Furthermore, the Court affirmed the Board’s holding that the non-solicits were themselves violative of NLRA rights (under section 7 of the NLRA). (Section 7 rights apply even to employees who are not represented by a union.) Under section 7, employees have the right to engage in protected concerted activity to further their wages, hours and working conditions. Doing so through a union is just one way they may exercise this right. Another is to solicit support from a company’s customers by way of a customer boycott. Here the customer non-solicit prohibited employees from “directly or indirectly” soliciting customers “to terminate or otherwise alter his, her or its relationship with the Company.” This aspect of the Court’s ruling appears highly controversial. It remains to be seen if other courts will interpret section 7 so broadly as to bar a customer non-solicit like this.
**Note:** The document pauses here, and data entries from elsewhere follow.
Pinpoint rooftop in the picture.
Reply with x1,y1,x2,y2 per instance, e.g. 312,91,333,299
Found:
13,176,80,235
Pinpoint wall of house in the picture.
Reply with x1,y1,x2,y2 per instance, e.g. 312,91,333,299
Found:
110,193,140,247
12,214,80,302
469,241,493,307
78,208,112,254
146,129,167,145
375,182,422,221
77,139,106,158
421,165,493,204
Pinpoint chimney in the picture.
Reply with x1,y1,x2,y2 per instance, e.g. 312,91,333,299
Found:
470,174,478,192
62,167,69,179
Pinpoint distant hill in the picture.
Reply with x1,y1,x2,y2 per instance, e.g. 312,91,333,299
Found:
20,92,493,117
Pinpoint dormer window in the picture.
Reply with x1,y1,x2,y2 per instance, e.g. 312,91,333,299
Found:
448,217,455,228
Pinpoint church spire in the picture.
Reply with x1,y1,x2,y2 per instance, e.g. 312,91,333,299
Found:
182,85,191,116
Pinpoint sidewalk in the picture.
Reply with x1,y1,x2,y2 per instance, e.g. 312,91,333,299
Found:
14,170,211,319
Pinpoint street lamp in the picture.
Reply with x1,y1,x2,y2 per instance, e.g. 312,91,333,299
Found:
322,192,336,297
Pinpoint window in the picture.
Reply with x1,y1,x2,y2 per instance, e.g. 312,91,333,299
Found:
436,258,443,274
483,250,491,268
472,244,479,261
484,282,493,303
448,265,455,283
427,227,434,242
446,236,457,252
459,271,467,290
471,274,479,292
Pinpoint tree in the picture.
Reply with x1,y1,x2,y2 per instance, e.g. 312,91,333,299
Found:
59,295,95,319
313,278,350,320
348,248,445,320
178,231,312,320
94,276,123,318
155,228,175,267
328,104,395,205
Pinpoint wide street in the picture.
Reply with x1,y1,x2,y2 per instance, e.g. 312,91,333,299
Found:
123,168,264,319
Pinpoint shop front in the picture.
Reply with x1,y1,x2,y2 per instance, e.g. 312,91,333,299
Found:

The case was Minteq International, Inc. v. NLRB, case no. 16-1276 (D.C. Cir. 4/28/17).

NLRB overruled by D.C. Circuit

The D.C. Circuit overruled the NLRB in a case involving a broad range of issues, including Weingarten rights, retaliation, surveillance and coercion.

The court’s analysis began with the Weingarten issue. Weingarten is a case that held a union-represented employee may demand a representative be present at any interview where the employee anticipates discipline may follow. Weingarten allows an employer three options in response to such a demand: (1) grant the request and permit the representative to be present then hold the interview, (2) cease the interview or (3) permit the employee to choose between ceasing the interview or proceeding without a representative. The third option allows an employee to choose to continue the interview if he thinks that what he has to say will be helpful to himself, or to waive the interview entirely and thereby allow the employer to make decisions without the benefit of his information. In this case, when the employee requested a Weingarten representative, the employer attempted to find the representative, even asking HR for help finding the rep. When they could not find the representative, they gave the employee the third option, and he chose not to be interviewed. In this case, the D.C. Circuit held the company met its Weingarten obligations.

At that point, the company put the employee on paid leave pending investigation. The NLRB had held that doing so was retaliatory, but the D.C. Circuit — preserving for employers the important tool of being able to suspend pending investigation — reversed the Board, holding that doing so was not retaliation.

Thereafter, the employee dawdled in a work area before leaving. A supervisor observed him there and instructed him to leave. Here too the D.C. Circuit reversed the Board, holding that it was not an act of prohibited surveillance, but was rather a “routine” observation.

As the employee was told to leave, he was told to stop his discussion with a co-worker – a discussion that centered on the employee’s criticism of management. The D.C. Circuit reversed the Board here as well, holding this was not coercion of protected speech or protected conduct. “As noted above, given the circumstances in this case, it was perfectly reasonable for the Company to instruct (the employee) to leave the workplace pending investigation of his alleged wrongdoing.”

The case illustrates the importance of understanding Weingarten in unionized workforces. The Weingarten issue became the foundation for all of the Court’s analysis. The case also illustrates, in all workplaces, unionized or not, the proper use of suspensions pending investigation.

The case was Bellagio v. NLRB, ____ F.3d ___ (4/25/17).